The Italian Medicines Agency (AIFA) made the recommendation in a post on EudraGMDP today, explaining that inspectors who visited the site in April found evidence of breaches of serious GMP non-compliance.
The agency said: “Major deficiencies were found in the following areas: electronic and paper analytical data integrity, QC activities, computerised systems security, analytical and process data manipulation, personnel, deviations and OOS management leading to a serious risk for public health.”
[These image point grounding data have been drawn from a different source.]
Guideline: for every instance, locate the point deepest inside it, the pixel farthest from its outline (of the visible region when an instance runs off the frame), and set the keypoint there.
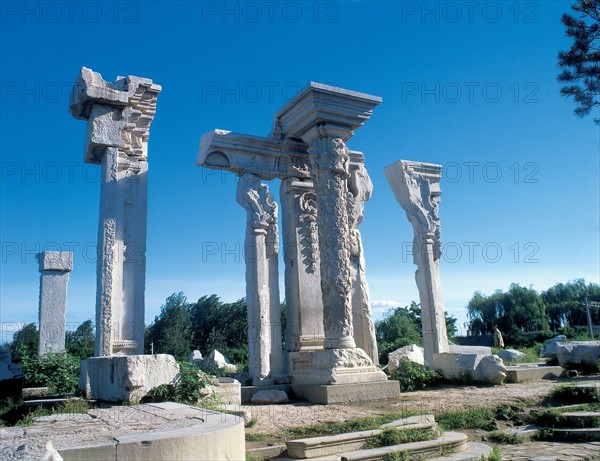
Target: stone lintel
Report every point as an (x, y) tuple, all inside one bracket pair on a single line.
[(319, 103), (267, 158), (90, 89), (60, 261)]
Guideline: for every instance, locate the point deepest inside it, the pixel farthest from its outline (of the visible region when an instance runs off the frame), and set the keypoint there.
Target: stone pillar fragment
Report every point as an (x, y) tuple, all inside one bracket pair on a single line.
[(119, 115), (417, 189), (304, 303), (262, 282), (360, 189), (330, 161), (55, 268)]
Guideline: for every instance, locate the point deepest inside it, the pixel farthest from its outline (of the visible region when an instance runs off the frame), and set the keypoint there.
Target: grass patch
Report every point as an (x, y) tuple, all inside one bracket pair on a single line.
[(354, 425), (505, 439), (574, 394), (256, 437), (395, 436), (469, 418), (397, 456)]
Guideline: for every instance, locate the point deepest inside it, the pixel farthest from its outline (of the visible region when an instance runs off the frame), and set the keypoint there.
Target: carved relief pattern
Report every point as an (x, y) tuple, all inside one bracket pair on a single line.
[(423, 213), (330, 162), (309, 237)]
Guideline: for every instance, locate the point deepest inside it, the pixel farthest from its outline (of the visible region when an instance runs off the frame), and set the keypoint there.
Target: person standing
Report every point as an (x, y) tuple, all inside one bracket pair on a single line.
[(498, 340)]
It suggested national competent authority (NCA) and drug firms that source the API from Kores “assess the opportunity of requesting variation to the marketing authorisation in order to delete or substitute this manufacturer of the active substance.”
AFIA also said that drugs containing the ingredient should be recalled and retested, unless there are no alternative suppliers and there is a risk of shortage.
The agency also warned the deficiencies observed at the facility could affect APIs.
The site also makes doxofylline, etofylline, acefylline, glimepiride, 3-methylxanthine, 2-amino-3,5-dibromobenzaldehyde, 8-chlorotheophylline,8-benzyl theophylline, bromhexine HCl, acebrophylline, theophylline, piperazine/acepifylline, theobromine, orphenadrine citrate/ base, pamabrom, ivabradine HCl, dorzolamide Hydrochloride.